Foi preciso muitos anos de treinamento para chegarmos à perfeição dos contos de fadas, foi preciso nos voltarmos para civilizações ancestrais, totalmente livres dos desmandos ocidentais, cristãos e burgueses para podermos ver um mundo diferente, uma sociedade, uma sociabilidade e religiosidade menos apegadas a valores capitalistas como a propriedade e a hierarquização marcada pela divisão social do trabalho e de gênero.

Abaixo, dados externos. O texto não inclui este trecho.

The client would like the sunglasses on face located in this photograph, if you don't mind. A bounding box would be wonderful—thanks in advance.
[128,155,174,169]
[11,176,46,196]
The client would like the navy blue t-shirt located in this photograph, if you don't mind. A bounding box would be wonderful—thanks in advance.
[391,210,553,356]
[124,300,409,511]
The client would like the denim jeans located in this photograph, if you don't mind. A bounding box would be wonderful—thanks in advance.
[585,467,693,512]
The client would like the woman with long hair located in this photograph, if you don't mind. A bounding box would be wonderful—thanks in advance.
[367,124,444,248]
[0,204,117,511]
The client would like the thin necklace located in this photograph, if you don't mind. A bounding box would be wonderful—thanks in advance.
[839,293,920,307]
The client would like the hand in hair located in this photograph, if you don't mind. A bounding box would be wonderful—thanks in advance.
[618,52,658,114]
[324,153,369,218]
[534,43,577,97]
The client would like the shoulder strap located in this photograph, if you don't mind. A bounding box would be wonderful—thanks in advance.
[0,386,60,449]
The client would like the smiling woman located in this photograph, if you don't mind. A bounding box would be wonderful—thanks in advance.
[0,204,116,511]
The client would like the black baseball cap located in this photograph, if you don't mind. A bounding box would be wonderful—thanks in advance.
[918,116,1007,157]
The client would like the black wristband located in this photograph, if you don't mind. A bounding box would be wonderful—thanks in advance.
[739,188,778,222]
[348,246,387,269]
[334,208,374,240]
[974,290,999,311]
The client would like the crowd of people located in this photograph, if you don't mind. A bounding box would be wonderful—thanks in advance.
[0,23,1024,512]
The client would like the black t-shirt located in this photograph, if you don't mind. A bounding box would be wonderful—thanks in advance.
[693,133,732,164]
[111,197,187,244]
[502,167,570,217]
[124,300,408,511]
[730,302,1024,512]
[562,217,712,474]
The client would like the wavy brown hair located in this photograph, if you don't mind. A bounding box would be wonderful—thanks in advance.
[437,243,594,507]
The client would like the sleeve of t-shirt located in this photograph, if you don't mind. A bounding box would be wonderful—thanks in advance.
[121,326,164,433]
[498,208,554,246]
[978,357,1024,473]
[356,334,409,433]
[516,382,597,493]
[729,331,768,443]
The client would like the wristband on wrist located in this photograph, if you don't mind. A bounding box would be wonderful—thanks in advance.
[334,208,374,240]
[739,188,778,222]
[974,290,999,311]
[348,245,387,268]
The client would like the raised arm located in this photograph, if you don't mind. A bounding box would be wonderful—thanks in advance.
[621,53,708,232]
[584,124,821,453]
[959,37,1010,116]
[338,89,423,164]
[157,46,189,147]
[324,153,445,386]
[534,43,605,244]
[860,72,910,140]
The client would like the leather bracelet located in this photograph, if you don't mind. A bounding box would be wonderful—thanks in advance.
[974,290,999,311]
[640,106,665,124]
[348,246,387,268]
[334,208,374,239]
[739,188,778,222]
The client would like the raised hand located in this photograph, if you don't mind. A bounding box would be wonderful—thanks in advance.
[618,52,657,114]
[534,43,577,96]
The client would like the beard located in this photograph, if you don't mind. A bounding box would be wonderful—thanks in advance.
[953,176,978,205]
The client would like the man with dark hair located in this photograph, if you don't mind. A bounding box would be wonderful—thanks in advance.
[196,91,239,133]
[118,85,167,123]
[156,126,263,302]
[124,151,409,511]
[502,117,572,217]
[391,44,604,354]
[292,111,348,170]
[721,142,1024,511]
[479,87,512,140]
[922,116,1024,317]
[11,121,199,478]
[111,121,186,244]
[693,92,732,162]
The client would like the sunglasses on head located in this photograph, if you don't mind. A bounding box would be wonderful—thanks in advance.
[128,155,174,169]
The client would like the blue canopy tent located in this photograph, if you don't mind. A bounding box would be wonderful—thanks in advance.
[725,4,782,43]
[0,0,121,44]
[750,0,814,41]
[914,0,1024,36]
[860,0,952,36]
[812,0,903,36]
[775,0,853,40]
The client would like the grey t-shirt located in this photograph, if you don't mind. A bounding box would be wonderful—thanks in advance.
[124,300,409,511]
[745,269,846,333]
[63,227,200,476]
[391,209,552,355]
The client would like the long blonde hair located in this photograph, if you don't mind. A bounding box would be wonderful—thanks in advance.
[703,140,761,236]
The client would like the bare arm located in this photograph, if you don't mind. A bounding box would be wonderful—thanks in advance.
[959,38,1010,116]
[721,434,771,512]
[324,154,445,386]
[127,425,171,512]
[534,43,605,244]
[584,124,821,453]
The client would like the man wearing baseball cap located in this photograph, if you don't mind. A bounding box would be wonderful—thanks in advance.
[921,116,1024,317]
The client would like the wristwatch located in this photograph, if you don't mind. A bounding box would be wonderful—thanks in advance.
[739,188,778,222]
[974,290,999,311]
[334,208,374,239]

Mas há muito mais beleza nessa linda história. A mulher é exaltada à condição de elo que une a natureza e seu povo, nada daquela visão cristã machista da mulher responsável por manter a família nuclear burguesa unida, mesmo sendo violentada de diferentes formas por seu dono/marido. Nada disso! As mulheres em Motunui mantêm o povo coeso, trazendo de volta sua história, mantendo vivo o legado de seus ancestrais e estabelecendo o diálogo entre o passado, presente e futuro, entre o terreno e o sagrado. A mulher jovem (Moana), a mulher madura (sua mãe), a mulher idosa (sua avó) e a mulher divina (Te Fiji) retomam a importância da ancestralidade, reforçam os elos rompidos pelo medo e pela falta de amor.
Toda a trama se desenvolve em torno do fato de que o coração de uma divindade feminina, chamada Te Fiji, foi roubado por um semideus que queria presentear a humanidade com a capacidade infinita de criação e cura. Mas a ira dessa divindade coloca em risco todo o mundo, pois, aparentemente, uma mulher não é capaz de liderar sem um coração!
Antes que as feministas se levantem e queiram queimar os estúdios Disney, saiba que esse coração, nada tem a ver com a bobagem machista ocidental da mulher “feita apenas para amar, para sofrer pelo seu amor [um homem qualquer] e pra ser só perdão”. Trata-se de um coração ligado à ancestralidade, ao amor pelo seu povo, por seus iguais, pela natureza e tudo que é sagrado no mundo. O filme nos mostra que somente uma mulher é capaz disso, de gerar a vida, mesmo quando está em meio ao caos e sofrimento criado por homens confusos e sem qualquer conhecimento do amor, por ter sido privado dele a vida toda. Mais do que isso, o filme mostra que o amor, materializado na figura feminina, é capaz de restaurar o elo com esse homem, por meio da restauração de seu coração e, desse modo, religar-se à natureza sagrada.

Equilíbrio, ancestralidade e muito amor é a receita para essa linda história de todas nós!
Adorei...já deu vontade de assistir o desenho....parabéns pela crítica e principalmente por mostrar essa visão diferenciada.